It was an era of chemical discovery. Lavoisier’s Traité ƒlémentaire lists 33 elements; between 1790 and 1848, 29 more were added to the list. Not only had chemistry a new vocabulary; it had developed a powerful set of experimental techniques for analysing substances into their basic components. One of the finest experimentalists of the age was the Swedish apothecarist Carl Wilhelm Scheele, who was one of the first to isolate (though not to identify) oxygen gas-he called it “fire air”. Scheele also discovered chlorine and barium, and in 1775, while experimenting on arsenic compounds, he isolated a bright green compound. This was copper arsenite, which soon became used as a green artist’s pigment called Scheele’s green.

In 1814 a new arsenic-based green pigment was discovered by two German chemists working in the town of Schweinfurt.
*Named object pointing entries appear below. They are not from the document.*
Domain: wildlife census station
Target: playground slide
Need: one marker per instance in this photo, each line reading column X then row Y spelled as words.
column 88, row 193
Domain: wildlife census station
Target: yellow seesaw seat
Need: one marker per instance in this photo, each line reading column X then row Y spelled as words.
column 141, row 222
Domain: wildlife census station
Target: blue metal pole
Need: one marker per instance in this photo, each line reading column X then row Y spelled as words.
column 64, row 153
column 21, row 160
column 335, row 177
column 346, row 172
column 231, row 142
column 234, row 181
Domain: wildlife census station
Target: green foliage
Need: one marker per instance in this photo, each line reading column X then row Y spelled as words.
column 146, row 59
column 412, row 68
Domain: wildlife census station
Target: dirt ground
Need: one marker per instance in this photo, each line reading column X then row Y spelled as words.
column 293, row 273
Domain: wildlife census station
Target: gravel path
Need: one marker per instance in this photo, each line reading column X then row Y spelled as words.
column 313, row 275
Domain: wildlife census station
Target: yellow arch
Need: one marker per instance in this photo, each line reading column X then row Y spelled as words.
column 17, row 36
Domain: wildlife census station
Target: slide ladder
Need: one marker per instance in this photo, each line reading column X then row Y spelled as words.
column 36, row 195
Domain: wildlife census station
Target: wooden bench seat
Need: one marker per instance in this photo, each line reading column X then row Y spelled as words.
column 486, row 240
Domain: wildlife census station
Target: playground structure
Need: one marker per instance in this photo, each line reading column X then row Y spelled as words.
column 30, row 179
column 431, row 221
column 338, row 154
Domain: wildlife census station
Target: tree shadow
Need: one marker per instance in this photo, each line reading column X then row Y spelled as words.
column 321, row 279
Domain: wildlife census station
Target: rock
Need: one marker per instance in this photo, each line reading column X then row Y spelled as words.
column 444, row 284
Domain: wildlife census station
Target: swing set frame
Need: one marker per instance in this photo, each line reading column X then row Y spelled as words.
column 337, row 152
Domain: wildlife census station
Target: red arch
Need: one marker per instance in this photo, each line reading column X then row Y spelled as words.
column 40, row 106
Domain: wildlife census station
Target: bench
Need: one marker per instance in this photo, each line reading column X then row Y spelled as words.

This became known in England as emerald green, and for a time it was the finest green pigment known, rapidly displacing Scheele’s green. Unfortunately, however, it was also poisonous, and if exposed to dampness it decomposed into arsine, a toxic gas. Because it was quite cheap to manufacture, emerald green was used not only as an artist’s paint but as a household paint: it was widely used on patterned wallpaper. This made damp rooms death traps, and in the 1860s the British Times newspaper expressed alarm about the possibility that young children were being killed by the deadly fumes emanating from their bedroom walls. It is believed that Napoleon’s death in exile on St Helena was hastened this way.

Perhaps the most important innovations in artists’ colours in the nineteenth century stemmed from the discovery in the late eighteenth century of a bright red mineral from Siberia, called crocoite or Siberian red lead. In 1797 the French chemist Nicolas Louis Vauquelin, a colleague of Fourcroy, began to investigate crocoite and discovered that it contained a new metallic element whose compounds were brightly coloured. For this reason he proposed the name chrome, from the Greek word for colour. We now know it as chromium.
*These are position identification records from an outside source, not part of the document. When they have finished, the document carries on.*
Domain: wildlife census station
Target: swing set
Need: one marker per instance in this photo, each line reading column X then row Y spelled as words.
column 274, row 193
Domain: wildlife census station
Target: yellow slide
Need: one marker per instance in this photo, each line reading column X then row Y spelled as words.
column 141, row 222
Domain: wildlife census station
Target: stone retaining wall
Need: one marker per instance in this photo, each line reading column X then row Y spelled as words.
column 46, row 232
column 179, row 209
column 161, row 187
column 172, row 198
Crocoite is a mineral form of lead chromate. Vauquelin was able to make this compound synthetically in pure form, and he found it had a bright yellow colour. He and Berthollet proposed in 1804 that it be used as a pigment; and by 1810 Thomas Lawrence in England was already using this “chrome yellow” in his Portrait of a Gentleman. Various other metal chromates offered fine distinctions between yellows: the pigment known commonly as “lemon yellow” could consist of barium chromate, strontium chromate, or a mixture of lead chromate with lead sulphate. Zinc chromate, or “zinc yellow”, became an important commercial pigment because of its rust-preventing properties, and was later used on military equipment during the Second World War.

Vauquelin found he could also make a different form of lead chromate that was orange-the first pure orange pigment since hazardous realgar. And chromium oxide was a green colour, which became marketed as a rich green pigment called viridian in England. (The French knew it as vert émeraude, tempting confusion with the chemically distinct “emerald green” in England.)
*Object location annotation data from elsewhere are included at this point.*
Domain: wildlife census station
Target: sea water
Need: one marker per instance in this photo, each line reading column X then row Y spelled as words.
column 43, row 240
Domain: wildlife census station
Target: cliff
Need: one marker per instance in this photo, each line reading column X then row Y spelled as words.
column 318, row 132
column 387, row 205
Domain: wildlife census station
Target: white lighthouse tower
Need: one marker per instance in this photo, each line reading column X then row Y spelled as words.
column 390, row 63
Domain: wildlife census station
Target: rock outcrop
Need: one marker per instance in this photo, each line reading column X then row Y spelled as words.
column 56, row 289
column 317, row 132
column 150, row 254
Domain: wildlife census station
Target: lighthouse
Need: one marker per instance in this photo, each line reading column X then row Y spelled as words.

In the first few decades of the nineteenth century the new pigments just kept on coming. In 1817 a German chemist called Friedrich Stromeyer found that a new element called cadmium, a by-product of zinc smelting, could be combined with sulphur to make bright yellow and orange pigments called cadmium yellow and cadmium orange. In the early twentieth century a reliable method was found for manufacturing a red version too, and cadmium red became a tremendously popular pigment, much favoured by Matisse.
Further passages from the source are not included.